Today, an increasing number of people from all over the world travel to Buenos Aires to dance and explore tango culture.1 According to an Argentine survey from 2001, between ten and fifteen thousand people travel to Buenos Aires to dance tango every year. Most likely, the numbers have doubled, or more, over the past decade. According to reports from the World Travel and Tourism Council together with tourism studies and travel magazine surveys, Buenos Aires and Argentina are showing strong growth in the area of tourism and top several lists of the world's most popular tourist destinations. This might be related to the fact that Argentina became a fairly cheap travel destination—and site for tourist investments—in the aftermath of the economic crisis in 2001. Although Argentina has one of the strongest economies in Latin America, and is normally spoken of as a “European” nation with a luxurious lifestyle compared with other Latin-American countries, it is still coping with the adverse effects of the economic collapse (Fiszbein et al. 2002; Whitson 2007).
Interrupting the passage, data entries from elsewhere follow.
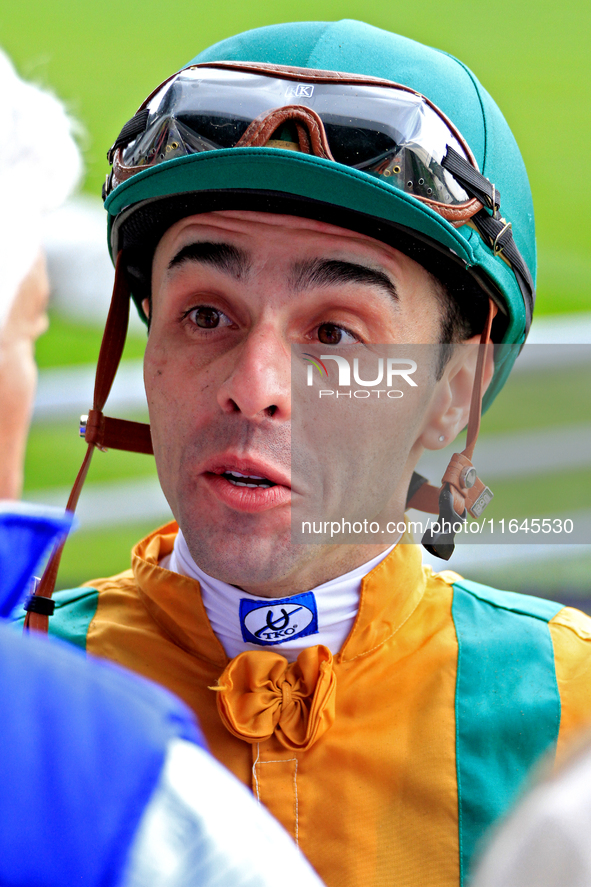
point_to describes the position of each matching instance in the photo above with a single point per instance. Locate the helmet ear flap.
(462, 491)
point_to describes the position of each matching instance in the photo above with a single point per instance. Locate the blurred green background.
(104, 60)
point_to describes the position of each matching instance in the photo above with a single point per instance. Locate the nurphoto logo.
(389, 371)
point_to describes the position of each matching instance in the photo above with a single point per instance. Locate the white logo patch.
(273, 622)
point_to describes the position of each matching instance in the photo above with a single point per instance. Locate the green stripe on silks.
(74, 611)
(507, 702)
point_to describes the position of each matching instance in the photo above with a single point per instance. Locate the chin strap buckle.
(439, 539)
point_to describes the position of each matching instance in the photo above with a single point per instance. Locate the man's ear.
(450, 407)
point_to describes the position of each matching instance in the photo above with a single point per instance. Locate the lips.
(246, 485)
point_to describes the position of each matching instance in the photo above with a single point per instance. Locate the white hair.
(40, 165)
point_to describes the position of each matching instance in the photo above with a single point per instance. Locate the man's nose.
(259, 381)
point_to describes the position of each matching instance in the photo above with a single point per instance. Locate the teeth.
(238, 483)
(237, 479)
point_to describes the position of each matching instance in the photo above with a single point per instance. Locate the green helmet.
(482, 255)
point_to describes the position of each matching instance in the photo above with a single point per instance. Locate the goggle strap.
(130, 131)
(496, 232)
(471, 180)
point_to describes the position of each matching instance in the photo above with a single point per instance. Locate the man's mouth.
(248, 480)
(246, 484)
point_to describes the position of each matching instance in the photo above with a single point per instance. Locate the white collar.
(324, 615)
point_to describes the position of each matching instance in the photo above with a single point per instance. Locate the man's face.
(231, 293)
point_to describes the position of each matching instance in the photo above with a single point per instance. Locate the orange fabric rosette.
(260, 694)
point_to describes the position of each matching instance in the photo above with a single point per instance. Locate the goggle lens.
(387, 132)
Besides spurring unemployment and migration streams to Europe, the crisis has created a national attempt to attract foreign capital, particularly through international tourism, and has resulted in requisites to create all kinds of job opportunities. Tango has thus become a source of income and an expanding market in the informal tourist sector.
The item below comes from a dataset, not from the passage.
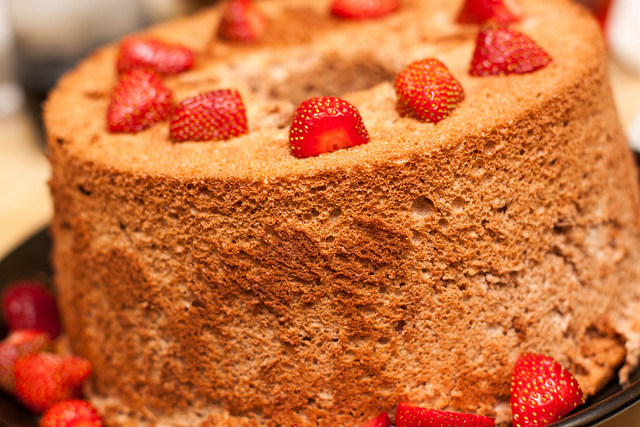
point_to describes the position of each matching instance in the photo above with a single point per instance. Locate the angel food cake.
(235, 282)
Among those travelers who are coming specifically for the tango, a broad repertoire of practices and experiences related to tango make up the core of the holiday journey. Besides taking private classes taught by some of the world's best tango dancers and exploring past and present tango culture—its music, poetry, people and places—most tango tourists dance their nights away in the dimly lit dance-halls, the so-called milongas. To accommodate these intimate voyagers, a market of tango services and goods has emerged. More advanced dancers pick and choose from a selected number of services, whereas beginners can purchase travel packages which include classes in tango instruction, dance-shoe shopping and special city maps pointing out the tango clubs in town. In fact, the dance tourists' desire to access the “deep emotions” of the dancing culture has turned tango into an expansive business.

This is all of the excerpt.